The Claude Agent SDK’s query() already retries transient transport errors (including 429) using the standard Anthropic SDK retry config. You generally don’t need to do anything — bursts within the retry window never surface to your code. To tune, pass maxRetries through the SDK’s options. See Examples → Claude Agent for a runnable scaffold.

`@modelcontextprotocol/sdk` (generic MCP)
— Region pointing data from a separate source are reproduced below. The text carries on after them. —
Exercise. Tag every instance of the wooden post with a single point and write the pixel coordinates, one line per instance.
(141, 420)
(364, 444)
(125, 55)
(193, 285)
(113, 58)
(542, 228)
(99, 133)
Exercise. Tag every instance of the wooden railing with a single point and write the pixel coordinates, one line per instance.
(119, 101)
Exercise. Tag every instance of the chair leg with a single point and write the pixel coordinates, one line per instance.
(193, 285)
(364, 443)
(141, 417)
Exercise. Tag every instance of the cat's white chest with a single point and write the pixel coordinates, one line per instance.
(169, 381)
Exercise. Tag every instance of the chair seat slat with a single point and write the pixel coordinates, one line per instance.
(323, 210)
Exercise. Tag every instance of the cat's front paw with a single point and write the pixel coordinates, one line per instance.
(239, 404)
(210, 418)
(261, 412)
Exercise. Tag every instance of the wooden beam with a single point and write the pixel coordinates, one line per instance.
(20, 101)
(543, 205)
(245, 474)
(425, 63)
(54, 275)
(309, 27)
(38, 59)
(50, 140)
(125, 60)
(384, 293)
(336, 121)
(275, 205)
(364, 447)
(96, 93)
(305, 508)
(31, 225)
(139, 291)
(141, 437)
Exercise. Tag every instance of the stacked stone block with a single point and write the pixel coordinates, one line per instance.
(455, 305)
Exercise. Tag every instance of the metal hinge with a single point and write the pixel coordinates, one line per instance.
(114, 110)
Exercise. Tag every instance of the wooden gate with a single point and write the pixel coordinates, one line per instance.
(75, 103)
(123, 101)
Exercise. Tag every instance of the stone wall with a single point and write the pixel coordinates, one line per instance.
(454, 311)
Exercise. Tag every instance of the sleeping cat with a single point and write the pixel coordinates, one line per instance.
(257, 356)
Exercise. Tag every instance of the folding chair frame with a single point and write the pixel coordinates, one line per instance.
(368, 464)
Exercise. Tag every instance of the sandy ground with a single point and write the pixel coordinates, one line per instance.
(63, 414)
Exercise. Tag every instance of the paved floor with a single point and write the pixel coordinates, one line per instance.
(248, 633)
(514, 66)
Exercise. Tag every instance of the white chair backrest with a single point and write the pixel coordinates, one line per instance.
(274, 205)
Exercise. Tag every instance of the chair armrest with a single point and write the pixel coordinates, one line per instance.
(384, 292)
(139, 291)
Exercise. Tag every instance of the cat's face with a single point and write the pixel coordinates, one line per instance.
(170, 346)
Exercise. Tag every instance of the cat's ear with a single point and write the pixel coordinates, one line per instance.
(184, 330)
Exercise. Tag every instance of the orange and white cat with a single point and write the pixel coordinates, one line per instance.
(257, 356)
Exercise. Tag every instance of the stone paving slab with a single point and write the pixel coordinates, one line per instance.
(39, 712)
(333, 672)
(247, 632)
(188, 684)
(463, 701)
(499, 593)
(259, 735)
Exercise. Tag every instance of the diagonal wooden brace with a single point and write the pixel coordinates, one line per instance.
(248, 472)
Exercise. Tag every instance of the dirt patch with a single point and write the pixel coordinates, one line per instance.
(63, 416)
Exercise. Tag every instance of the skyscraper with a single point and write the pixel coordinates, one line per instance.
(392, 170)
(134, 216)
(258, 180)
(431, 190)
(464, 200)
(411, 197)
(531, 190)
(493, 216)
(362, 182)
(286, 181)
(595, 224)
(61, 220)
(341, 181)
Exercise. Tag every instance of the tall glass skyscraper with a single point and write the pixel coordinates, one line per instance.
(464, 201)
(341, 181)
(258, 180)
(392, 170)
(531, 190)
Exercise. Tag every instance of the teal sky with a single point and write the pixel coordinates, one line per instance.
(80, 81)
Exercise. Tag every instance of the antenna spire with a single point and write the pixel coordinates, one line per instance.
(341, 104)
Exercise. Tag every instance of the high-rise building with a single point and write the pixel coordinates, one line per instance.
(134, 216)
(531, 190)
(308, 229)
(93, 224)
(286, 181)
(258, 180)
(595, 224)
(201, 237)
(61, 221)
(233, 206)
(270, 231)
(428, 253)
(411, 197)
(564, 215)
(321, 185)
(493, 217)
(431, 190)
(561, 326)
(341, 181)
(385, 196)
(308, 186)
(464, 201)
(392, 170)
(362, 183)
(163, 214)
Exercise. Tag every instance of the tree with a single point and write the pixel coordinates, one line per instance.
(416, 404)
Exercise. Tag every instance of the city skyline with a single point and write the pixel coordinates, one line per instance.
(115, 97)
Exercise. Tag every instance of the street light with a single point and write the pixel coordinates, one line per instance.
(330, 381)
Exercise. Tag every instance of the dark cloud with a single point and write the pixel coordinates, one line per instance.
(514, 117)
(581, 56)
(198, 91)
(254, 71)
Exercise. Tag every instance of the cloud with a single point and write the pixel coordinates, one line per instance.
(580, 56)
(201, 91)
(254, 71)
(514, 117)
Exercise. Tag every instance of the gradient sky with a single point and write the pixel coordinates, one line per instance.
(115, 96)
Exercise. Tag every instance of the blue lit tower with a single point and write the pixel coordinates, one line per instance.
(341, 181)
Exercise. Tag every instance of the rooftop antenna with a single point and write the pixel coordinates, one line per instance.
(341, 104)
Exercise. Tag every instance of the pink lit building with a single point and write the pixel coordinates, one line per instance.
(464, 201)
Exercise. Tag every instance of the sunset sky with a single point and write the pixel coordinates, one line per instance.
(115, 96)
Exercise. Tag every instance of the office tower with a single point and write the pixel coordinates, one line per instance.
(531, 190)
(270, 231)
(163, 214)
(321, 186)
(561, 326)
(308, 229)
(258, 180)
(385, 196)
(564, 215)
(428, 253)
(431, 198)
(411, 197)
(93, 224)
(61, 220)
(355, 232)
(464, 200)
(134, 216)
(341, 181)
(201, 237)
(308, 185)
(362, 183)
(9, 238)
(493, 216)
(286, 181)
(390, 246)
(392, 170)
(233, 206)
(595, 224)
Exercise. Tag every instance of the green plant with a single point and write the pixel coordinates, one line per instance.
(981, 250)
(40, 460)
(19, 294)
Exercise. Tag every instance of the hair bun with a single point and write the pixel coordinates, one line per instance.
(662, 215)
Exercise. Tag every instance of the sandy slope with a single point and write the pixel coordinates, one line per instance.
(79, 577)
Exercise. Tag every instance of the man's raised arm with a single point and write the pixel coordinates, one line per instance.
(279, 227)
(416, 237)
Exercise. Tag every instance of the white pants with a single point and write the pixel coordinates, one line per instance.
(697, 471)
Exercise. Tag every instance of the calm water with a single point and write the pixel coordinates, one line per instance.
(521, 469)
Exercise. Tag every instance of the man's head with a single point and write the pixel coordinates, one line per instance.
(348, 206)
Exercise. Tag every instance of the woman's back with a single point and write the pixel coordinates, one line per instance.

The official MCP SDK throws on HTTP errors without retrying. Wrap callTool (or whichever method you invoke) yourself:

import { Client } from "@modelcontextprotocol/sdk/client/index.js";
import { StreamableHTTPClientTransport } from "@modelcontextprotocol/sdk/client/streamableHttp.js";

const client = new Client({ name: "my-agent", version: "1.0.0" });
await client.connect(
  new StreamableHTTPClientTransport(new URL("http://127.0.0.1:6781/mcp"), {
    requestInit: { headers: { Authorization: "Bearer dev" } },
  })
);

async function callWithRetry<T>(
  fn: () => Promise<T>,
  { maxRetries = 3, baseDelayMs = 1000, maxDelayMs = 30000 } = {}
): Promise<T> {
  for (let attempt = 0; attempt <= maxRetries; attempt++) {
    try {
      return await fn();
    } catch (err) {
      // The MCP SDK surfaces HTTP errors with status + headers attached.
      const status = (err as { status?: number }).status;
      if (status !== 429 || attempt === maxRetries) throw err;

      const retryAfter =
        Number((err as { headers?: Record<string, string> }).headers?.["retry-after"]) || undefined;
      const waitMs =
        retryAfter != null ? retryAfter * 1000 : Math.min(baseDelayMs * 2 ** attempt, maxDelayMs);

      await new Promise((r) => setTimeout(r, waitMs));
    }
  }
  throw new Error("unreachable");
}

const result = await callWithRetry(() =>
  client.callTool({
    name: "ggui_handshake",
    arguments: {
      /* ... */
    },
  })
);

Tune maxRetries per workload: lower on interactive (user-blocking) paths so failures bubble up fast; raise on background batch paths where backoff is cheaper than re-queuing. Note that a rate-limited ggui_render on a --public-demo server does NOT throw an HTTP error — it resolves with isError: true and a rate_limited message; check the result before treating the call as a success.

Raw HTTP

If you’re hitting the server directly without an MCP SDK, implement the same loop against fetch:

Read the Retry-After header on every 429.
If present, sleep that many seconds, then retry.
If absent, sleep min(baseDelay * 2^attempt, maxDelay), then retry.
Cap retries (3–5 is reasonable for interactive workloads, more for batch).
Stop retrying on non-429 4xx (those won’t resolve with backoff).

The generic MCP example walks through raw-HTTP usage end-to-end.